Johnson, who will play Astrov in this production of “Vanya,” slipped into his role through his combination of analysis and experience. Johnson shares Astrov’s love for nature and spent time along the Mississippi river bed slowly rehearsing his lines.
“I just tried to let the love of the woods flow in,” Johnson said, who would make his trips after rehearsals that would sometimes finish past 11 p.m. “Getting to go be in the trees and say the words is always a profound experience in a less analytical way than a lot of what we’re doing in class.”
It could be an extensive discussion, hours of historical research or a pensive walk through the woods: the actors of Chekhov work tirelessly in search of their characters.
“It almost feels like you’re a detective digging through the text,” Edelman said.
This investigative work often turns up clues that can be arranged and rearranged to sort out any number of solutions to the mystery intrinsic to Chekhov’s work.

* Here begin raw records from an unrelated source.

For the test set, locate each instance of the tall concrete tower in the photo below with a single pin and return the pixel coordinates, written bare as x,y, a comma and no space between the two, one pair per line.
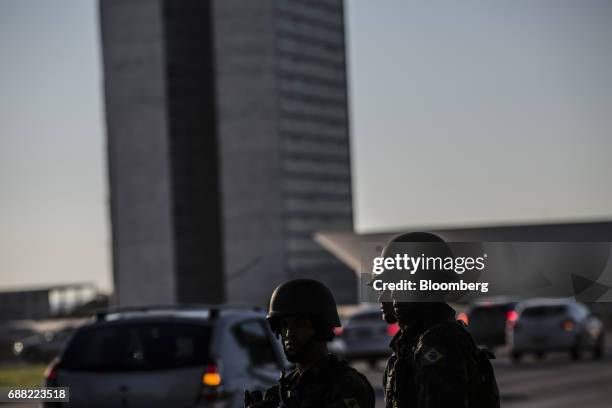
228,146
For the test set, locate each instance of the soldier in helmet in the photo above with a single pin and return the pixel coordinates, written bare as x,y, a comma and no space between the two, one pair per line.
303,313
435,362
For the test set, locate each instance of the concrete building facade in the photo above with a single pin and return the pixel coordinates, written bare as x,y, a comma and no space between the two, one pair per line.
228,146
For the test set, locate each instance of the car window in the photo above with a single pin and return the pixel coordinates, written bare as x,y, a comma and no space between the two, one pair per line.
364,317
148,346
544,311
254,340
490,311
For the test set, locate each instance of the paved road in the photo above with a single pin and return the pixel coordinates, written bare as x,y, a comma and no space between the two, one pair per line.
554,382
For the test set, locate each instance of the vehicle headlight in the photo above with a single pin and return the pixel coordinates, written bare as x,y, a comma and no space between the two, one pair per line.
17,347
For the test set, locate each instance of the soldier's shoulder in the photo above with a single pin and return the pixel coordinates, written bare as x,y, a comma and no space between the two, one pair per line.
349,376
442,344
446,333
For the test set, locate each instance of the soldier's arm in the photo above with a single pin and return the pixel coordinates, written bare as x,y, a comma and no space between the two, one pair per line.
441,376
256,400
353,393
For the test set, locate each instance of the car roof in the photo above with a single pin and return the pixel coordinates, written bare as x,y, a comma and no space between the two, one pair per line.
545,302
166,313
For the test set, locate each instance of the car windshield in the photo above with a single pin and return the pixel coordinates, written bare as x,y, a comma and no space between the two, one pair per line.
544,311
149,346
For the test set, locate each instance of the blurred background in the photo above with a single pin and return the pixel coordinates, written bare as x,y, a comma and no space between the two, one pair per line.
173,152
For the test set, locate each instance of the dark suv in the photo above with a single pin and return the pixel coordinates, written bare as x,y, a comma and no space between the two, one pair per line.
204,356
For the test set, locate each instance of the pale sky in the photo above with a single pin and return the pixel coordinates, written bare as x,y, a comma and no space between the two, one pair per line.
462,113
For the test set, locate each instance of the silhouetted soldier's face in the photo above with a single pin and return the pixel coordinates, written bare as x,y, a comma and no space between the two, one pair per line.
298,336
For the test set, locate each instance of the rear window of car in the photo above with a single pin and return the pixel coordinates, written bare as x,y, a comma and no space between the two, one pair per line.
491,311
544,311
362,317
142,346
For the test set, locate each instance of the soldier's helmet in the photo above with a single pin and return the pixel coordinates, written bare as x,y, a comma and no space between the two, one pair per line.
418,244
306,297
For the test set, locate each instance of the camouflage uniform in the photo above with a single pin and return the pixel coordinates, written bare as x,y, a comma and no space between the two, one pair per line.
436,364
328,384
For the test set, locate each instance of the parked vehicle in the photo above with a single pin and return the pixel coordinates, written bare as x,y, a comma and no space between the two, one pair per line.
544,325
169,357
42,347
487,321
365,336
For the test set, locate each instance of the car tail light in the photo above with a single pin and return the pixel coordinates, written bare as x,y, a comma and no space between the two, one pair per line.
512,319
211,376
568,325
511,316
212,389
51,373
392,329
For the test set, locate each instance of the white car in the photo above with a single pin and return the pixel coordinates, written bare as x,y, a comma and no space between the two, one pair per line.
168,356
545,325
365,336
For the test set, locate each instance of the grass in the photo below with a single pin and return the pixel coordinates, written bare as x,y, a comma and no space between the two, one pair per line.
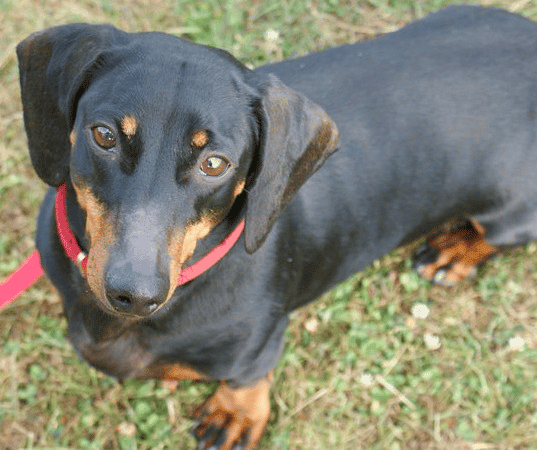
359,370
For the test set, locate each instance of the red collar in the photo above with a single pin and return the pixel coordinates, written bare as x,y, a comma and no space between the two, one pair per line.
80,257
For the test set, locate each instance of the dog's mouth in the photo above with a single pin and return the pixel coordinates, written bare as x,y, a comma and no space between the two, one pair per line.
135,271
139,278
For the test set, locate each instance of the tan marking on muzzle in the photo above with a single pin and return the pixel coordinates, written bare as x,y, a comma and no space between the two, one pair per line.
129,125
100,231
182,246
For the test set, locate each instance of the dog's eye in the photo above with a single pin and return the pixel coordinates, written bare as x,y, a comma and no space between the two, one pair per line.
214,166
104,137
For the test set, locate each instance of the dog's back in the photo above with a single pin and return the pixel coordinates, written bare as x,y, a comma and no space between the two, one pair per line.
436,120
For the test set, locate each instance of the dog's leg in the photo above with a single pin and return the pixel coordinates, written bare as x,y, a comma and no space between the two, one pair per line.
234,419
447,258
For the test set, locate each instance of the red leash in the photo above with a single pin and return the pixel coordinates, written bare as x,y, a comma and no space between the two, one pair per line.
24,277
30,271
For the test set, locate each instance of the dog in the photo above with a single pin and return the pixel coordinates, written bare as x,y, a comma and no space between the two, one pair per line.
194,203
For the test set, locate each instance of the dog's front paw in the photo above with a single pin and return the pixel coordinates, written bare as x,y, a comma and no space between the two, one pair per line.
447,258
233,419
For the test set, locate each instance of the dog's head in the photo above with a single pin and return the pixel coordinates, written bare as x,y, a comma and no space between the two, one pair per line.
159,137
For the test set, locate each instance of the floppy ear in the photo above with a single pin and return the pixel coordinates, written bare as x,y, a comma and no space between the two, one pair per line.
297,135
54,65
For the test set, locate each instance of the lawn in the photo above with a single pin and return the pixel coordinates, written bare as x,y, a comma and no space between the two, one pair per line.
385,361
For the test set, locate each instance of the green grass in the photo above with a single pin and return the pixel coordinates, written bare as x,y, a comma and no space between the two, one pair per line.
357,372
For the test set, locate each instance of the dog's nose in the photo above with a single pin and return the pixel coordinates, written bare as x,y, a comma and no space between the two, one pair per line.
135,294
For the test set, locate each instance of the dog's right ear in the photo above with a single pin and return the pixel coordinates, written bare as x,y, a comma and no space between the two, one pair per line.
55,66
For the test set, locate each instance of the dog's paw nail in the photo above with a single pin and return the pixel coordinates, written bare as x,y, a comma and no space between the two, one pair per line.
440,276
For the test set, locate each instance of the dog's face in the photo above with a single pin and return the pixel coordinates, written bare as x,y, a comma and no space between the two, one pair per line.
156,163
159,138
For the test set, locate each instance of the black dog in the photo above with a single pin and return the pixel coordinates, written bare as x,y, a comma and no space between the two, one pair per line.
163,147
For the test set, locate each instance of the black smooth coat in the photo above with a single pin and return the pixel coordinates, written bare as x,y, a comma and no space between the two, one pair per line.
435,120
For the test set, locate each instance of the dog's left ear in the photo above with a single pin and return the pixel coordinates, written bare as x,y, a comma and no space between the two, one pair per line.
297,135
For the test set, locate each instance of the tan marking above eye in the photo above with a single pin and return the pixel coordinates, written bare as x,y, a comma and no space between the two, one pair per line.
104,137
200,139
129,125
72,138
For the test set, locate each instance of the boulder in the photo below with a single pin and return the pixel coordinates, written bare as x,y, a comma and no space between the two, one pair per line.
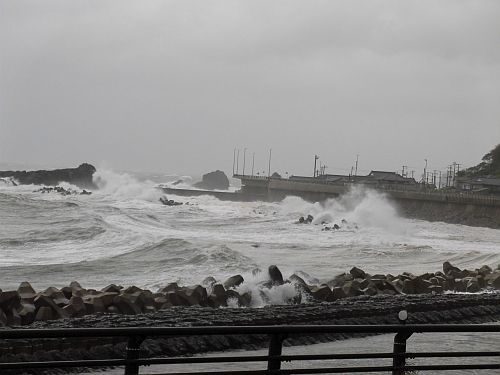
56,295
80,176
216,180
195,295
233,282
171,287
26,291
27,313
357,273
209,281
449,269
484,270
369,291
338,293
493,279
3,318
322,293
13,318
76,307
44,313
112,288
351,288
67,292
275,275
218,297
300,285
9,300
126,305
45,301
340,280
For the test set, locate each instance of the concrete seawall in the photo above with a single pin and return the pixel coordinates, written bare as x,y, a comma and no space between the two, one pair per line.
473,210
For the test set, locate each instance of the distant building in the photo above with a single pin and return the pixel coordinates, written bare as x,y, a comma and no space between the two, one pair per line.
483,185
379,179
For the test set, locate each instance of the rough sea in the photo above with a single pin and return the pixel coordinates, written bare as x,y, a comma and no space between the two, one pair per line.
122,234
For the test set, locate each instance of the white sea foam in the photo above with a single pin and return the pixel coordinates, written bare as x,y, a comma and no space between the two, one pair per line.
123,186
361,207
122,234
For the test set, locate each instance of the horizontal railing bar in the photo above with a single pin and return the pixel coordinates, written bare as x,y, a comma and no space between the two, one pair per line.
56,364
228,330
142,362
236,359
483,366
450,354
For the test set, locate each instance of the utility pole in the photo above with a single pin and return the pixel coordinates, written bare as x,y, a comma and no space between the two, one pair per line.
425,172
269,168
234,159
403,173
253,162
244,159
238,162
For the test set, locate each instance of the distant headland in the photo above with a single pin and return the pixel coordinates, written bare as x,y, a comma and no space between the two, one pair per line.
80,176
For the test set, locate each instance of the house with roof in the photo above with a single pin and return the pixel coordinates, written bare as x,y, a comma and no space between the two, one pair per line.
483,185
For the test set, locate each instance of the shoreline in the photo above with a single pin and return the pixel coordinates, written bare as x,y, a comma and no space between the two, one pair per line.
383,309
464,213
25,306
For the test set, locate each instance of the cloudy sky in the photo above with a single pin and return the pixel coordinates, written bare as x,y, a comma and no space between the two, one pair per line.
175,86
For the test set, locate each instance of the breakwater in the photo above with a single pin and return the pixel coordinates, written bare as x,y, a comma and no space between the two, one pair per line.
383,309
25,306
453,208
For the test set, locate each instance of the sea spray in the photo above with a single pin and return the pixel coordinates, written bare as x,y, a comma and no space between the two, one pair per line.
360,206
123,186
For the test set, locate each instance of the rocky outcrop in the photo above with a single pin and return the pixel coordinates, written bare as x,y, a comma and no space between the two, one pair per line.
382,309
216,180
81,176
25,306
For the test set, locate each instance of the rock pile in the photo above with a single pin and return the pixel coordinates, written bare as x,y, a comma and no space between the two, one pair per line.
62,191
80,176
25,306
216,180
169,202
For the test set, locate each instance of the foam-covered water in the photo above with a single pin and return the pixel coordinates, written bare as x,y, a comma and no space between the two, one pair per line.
122,234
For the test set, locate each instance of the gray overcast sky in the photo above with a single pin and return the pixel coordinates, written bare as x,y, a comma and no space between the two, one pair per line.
174,86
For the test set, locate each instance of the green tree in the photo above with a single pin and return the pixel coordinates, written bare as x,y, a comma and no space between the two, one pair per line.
489,166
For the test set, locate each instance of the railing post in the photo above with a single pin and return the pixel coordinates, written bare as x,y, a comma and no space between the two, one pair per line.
133,351
275,348
399,351
399,360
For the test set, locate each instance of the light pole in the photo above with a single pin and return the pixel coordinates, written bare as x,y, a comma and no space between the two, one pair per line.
244,159
425,172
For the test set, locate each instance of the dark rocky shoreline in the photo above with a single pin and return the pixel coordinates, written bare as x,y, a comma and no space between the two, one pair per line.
80,176
24,306
382,309
351,298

“It’s so many things. You could look at it as a poem. You could look at it as very realistic. It has sort of an impressionistic feel to it. It can be abstract. It can be extremely literal. It’s just all over the place in terms of emotions and point of view,” Ketter said.
While his work may be at turns deliberately mundane, Chekhov sought to present a challenge to performers — to make the tedious so faithful to reality it becomes enthralling.
“Chekhov understands humanity. Perhaps more than any other playwright, he really understood human beings,” Price said.